Cyberwave thinks it can avoid those pitfalls by taking a modular, developer-first approach. Its platform doesn’t just control robots; it creates digital representations of them — digital twins — that can be programmed, tested, and orchestrated like software components.
A VC bet on abstraction
United Ventures, an Italian venture firm, led the round. Others joining in include The Techshop, Pi Campus, and Vento, the latter backed by Agnelli-family investment firm Exor. Notably, several angels from the AI and manufacturing worlds are on the cap table — a sign that the company is drawing early attention from people who’ve seen how hard industrial automation can be.

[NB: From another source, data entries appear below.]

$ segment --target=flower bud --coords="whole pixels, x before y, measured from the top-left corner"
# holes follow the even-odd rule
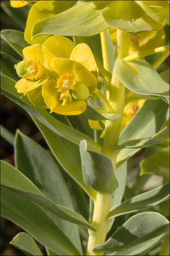
[[[78,84],[72,90],[72,95],[76,100],[85,100],[89,97],[89,90],[86,85]]]
[[[22,78],[27,73],[27,65],[25,60],[19,62],[16,65],[16,70],[17,75]]]

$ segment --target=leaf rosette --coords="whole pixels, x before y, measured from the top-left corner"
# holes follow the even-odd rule
[[[74,46],[62,36],[48,38],[23,50],[23,60],[16,65],[21,78],[18,93],[27,95],[37,107],[60,114],[84,112],[86,100],[97,85],[98,69],[93,53],[85,43]]]

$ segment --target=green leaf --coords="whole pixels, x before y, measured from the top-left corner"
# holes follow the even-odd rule
[[[109,218],[157,206],[169,198],[169,184],[162,185],[123,202],[109,213]]]
[[[125,32],[137,33],[153,30],[144,21],[144,12],[135,1],[112,1],[101,11],[106,23]],[[144,17],[145,18],[145,17]]]
[[[103,154],[89,150],[86,140],[80,142],[79,148],[85,183],[101,193],[114,192],[118,182],[111,160]]]
[[[152,154],[140,163],[140,175],[155,174],[161,176],[169,181],[169,146],[160,149],[159,151]]]
[[[87,105],[86,111],[83,114],[92,120],[114,120],[120,117],[120,114],[109,113],[103,107],[93,107]]]
[[[14,135],[2,125],[1,125],[1,137],[13,146]]]
[[[160,29],[167,23],[167,18],[160,9],[152,8],[145,4],[144,1],[135,1],[144,11],[144,16],[142,17],[148,24],[152,26],[154,29]]]
[[[32,33],[34,25],[46,18],[52,17],[57,14],[63,12],[73,6],[76,2],[76,1],[64,1],[64,4],[63,1],[47,1],[45,2],[45,4],[42,1],[35,3],[30,9],[28,16],[24,32],[26,41],[30,44],[43,43],[49,36],[40,36],[33,39]],[[45,33],[45,34],[47,34],[47,33]]]
[[[26,255],[42,255],[33,238],[26,233],[17,234],[9,243]]]
[[[101,37],[99,34],[92,36],[84,36],[81,38],[83,39],[84,43],[86,43],[92,50],[92,53],[100,60],[102,63],[102,50],[101,45]],[[79,43],[80,41],[78,42]]]
[[[169,97],[169,86],[151,65],[142,60],[125,62],[118,60],[115,73],[120,81],[130,90],[144,95]]]
[[[119,144],[153,137],[164,127],[169,119],[168,105],[161,100],[146,101],[133,118],[127,124],[119,138]],[[146,142],[146,141],[145,141]],[[122,149],[119,150],[117,162],[128,159],[140,149]]]
[[[120,252],[151,241],[168,230],[169,221],[161,214],[154,212],[138,213],[130,218],[104,244],[95,247],[94,251]]]
[[[101,146],[89,136],[62,124],[45,110],[33,106],[26,97],[23,97],[21,99],[20,95],[14,87],[15,83],[15,81],[12,79],[5,75],[1,75],[2,94],[19,105],[28,113],[33,114],[57,135],[62,136],[76,144],[79,144],[81,140],[85,139],[87,140],[88,144],[91,149],[97,151],[101,149]]]
[[[12,166],[1,161],[1,185],[23,196],[38,206],[65,220],[83,225],[96,231],[86,219],[74,210],[55,203],[45,197],[25,176]]]
[[[15,142],[15,164],[38,188],[55,203],[74,210],[70,193],[56,162],[38,144],[18,132]],[[57,226],[81,252],[78,227],[52,215]]]
[[[17,60],[17,62],[22,60],[21,55],[17,52],[4,39],[3,36],[1,34],[1,51],[5,53],[14,59]]]
[[[4,29],[1,31],[2,38],[23,57],[23,48],[29,45],[23,39],[23,33],[14,29]]]
[[[74,245],[41,208],[8,188],[1,188],[1,215],[61,255],[79,255]]]
[[[132,149],[143,149],[149,146],[156,145],[159,143],[164,142],[169,137],[169,126],[166,126],[160,132],[157,132],[155,135],[150,138],[137,139],[131,141],[126,142],[115,148],[132,148]]]
[[[106,44],[108,49],[109,71],[112,74],[114,60],[115,60],[115,51],[114,51],[113,42],[107,31],[106,31]]]
[[[96,192],[84,181],[79,146],[57,135],[38,119],[31,117],[62,168],[92,198],[95,199]]]
[[[20,8],[13,8],[9,2],[1,3],[1,6],[8,15],[8,18],[11,20],[14,24],[17,24],[22,30],[24,30],[26,23],[28,11],[26,9]]]
[[[35,23],[33,36],[35,38],[43,34],[90,36],[108,27],[92,1],[79,1],[72,8]]]
[[[12,79],[17,80],[18,76],[14,69],[18,60],[5,53],[1,53],[1,73]]]

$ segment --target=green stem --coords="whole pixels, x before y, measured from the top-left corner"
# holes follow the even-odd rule
[[[166,50],[164,54],[162,54],[157,60],[155,61],[155,63],[152,65],[152,67],[154,69],[157,69],[164,61],[164,60],[166,59],[169,55],[169,49]]]
[[[105,97],[105,95],[103,95],[103,93],[101,93],[101,92],[98,89],[95,90],[94,93],[96,93],[96,95],[98,95],[98,97],[99,97],[101,99],[105,106],[106,107],[108,111],[110,113],[113,113],[112,106],[109,102],[109,101],[107,100],[107,98]]]
[[[103,34],[102,36],[104,36]],[[118,30],[117,34],[117,53],[116,60],[123,58],[128,55],[130,35]],[[103,58],[107,58],[106,41],[103,41],[102,49]],[[116,60],[115,65],[116,65]],[[103,61],[106,63],[107,61]],[[105,66],[105,68],[106,68]],[[108,66],[107,67],[108,68]],[[113,109],[114,113],[123,114],[125,102],[125,87],[116,78],[114,68],[111,80],[111,87],[107,92],[107,99]],[[119,137],[119,129],[121,124],[121,118],[113,121],[106,121],[105,138],[103,146],[103,153],[106,154],[115,163],[115,158],[112,152],[112,148],[117,145]],[[93,248],[97,245],[101,245],[105,242],[108,232],[108,216],[110,208],[111,194],[97,193],[96,200],[94,201],[94,209],[92,224],[97,228],[96,232],[89,231],[89,238],[87,245],[87,255],[101,255],[94,253]]]
[[[112,149],[118,144],[121,124],[122,114],[125,105],[125,86],[118,80],[115,72],[117,60],[124,58],[128,55],[130,34],[118,30],[117,32],[117,50],[111,80],[112,86],[107,91],[107,97],[110,101],[113,112],[119,114],[120,117],[106,122],[105,137],[103,142],[103,153],[110,157],[115,164],[116,156],[113,153]]]
[[[132,54],[129,56],[124,58],[123,60],[124,61],[132,61],[137,58],[141,58],[143,57],[149,56],[152,54],[162,53],[164,51],[169,52],[169,46],[158,47],[158,48],[156,48],[154,49],[149,49],[149,50],[142,50],[142,51],[137,51],[134,54]]]

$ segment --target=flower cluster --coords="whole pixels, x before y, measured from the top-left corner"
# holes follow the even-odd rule
[[[48,38],[23,50],[24,59],[16,65],[21,78],[18,92],[27,95],[37,107],[60,114],[79,114],[97,85],[98,70],[85,43],[76,46],[62,36]]]

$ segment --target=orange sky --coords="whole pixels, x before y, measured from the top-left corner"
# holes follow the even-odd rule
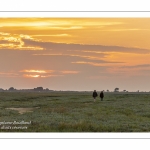
[[[0,18],[1,88],[149,91],[149,39],[150,18]]]

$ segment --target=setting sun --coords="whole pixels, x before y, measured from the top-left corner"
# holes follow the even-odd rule
[[[149,90],[149,18],[30,17],[0,22],[5,88]]]

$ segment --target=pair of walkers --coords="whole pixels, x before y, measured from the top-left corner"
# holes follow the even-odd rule
[[[95,99],[96,99],[96,97],[98,96],[98,94],[97,94],[97,92],[96,92],[96,90],[94,90],[94,92],[93,92],[93,98],[94,98],[94,102],[95,102]],[[103,91],[101,91],[100,92],[100,98],[101,98],[101,101],[103,101],[103,98],[104,98],[104,93],[103,93]]]

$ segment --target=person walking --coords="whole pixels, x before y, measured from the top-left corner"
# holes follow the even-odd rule
[[[93,92],[94,102],[95,102],[96,97],[97,97],[97,92],[96,92],[96,90],[94,90],[94,92]]]
[[[101,98],[101,101],[103,101],[103,98],[104,98],[104,93],[103,93],[103,91],[101,91],[101,93],[100,93],[100,98]]]

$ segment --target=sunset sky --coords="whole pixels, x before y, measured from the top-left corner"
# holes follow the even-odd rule
[[[150,18],[0,18],[0,88],[150,91]]]

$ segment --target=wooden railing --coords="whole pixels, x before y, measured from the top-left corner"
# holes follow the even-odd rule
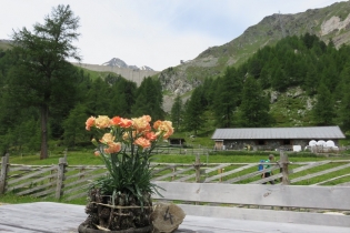
[[[267,170],[259,163],[202,163],[196,155],[193,164],[152,163],[153,181],[187,183],[350,185],[350,160],[294,162],[281,152],[281,161],[271,163],[272,175],[261,179]],[[21,165],[1,160],[0,195],[17,195],[76,200],[87,195],[90,181],[107,174],[103,165],[68,165],[67,155],[53,165]]]

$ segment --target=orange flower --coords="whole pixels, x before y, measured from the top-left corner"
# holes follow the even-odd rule
[[[151,142],[149,140],[144,139],[143,136],[140,136],[139,139],[134,140],[133,143],[137,145],[140,145],[142,148],[151,146]]]
[[[90,131],[91,126],[94,125],[94,120],[96,118],[93,118],[92,115],[90,118],[88,118],[87,122],[86,122],[86,129]]]
[[[132,125],[132,121],[130,119],[114,116],[112,118],[112,124],[120,125],[121,128],[130,128]]]
[[[106,128],[109,128],[111,125],[111,120],[107,115],[99,115],[94,120],[94,124],[99,129],[106,129]]]
[[[151,130],[151,125],[149,123],[151,121],[151,116],[143,115],[141,118],[133,118],[131,120],[132,120],[132,125],[136,128],[138,133],[142,133],[143,131]]]
[[[120,142],[111,142],[111,143],[108,143],[108,148],[104,149],[104,152],[111,154],[111,153],[118,153],[120,150],[121,150]]]
[[[157,139],[157,135],[154,132],[147,132],[146,133],[146,139],[150,140],[150,141],[154,141]]]
[[[104,133],[102,139],[100,139],[100,142],[103,144],[109,144],[114,142],[116,136],[113,136],[111,133]]]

The money will go toward building out the platform, hiring teams across Milan, Zurich, and San Francisco, and expanding pilot programs in manufacturing, logistics, and industrial inspection.
But no amount of VC money can fully eliminate the complexity of physical integration. System integrators have always existed because every facility is different. Machines vary in age, vendor, protocol, and tolerance. While the idea of “no-code” or “one-click” automation sells well in pitch decks, the factory floor rarely cooperates.
The real test: developer adoption
Cyberwave is positioning itself less as a vendor and more like a platform: hardware manufacturers integrate once, and third-party developers — whether enterprise engineers or AI teams — build workflows on top. Think: AWS for robotics, or Hugging Face for hardware.
That framing is clever, but it requires developers to show up and stick around — a hurdle that tripped up many robotics platforms before them. Getting manufacturers to open their machines to third-party control also raises reliability and liability questions, especially when physical safety is involved.
The deeper risk isn’t technical — it’s trust. Enterprises won’t swap their expensive PLCs and custom code for a web-based interface unless Cyberwave can prove not only speed, but robustness.
Why this matters
The push to digitize European industry is accelerating, spurred by labor shortages, rising energy costs, and the pressure to reshore production. But much of that digitization is stuck in silos. Robots don’t talk to enterprise software. AI models remain stuck in the cloud. Projects stall not because the tech doesn’t exist, but because connecting it all is slow, expensive, and brittle.
If Cyberwave can make that integration seamless — truly seamless — it could become the plumbing behind a new wave of automation. But building developer tools for the physical world means playing by the rules of both software and hardware.
And unlike code, machines don’t forgive mistakes.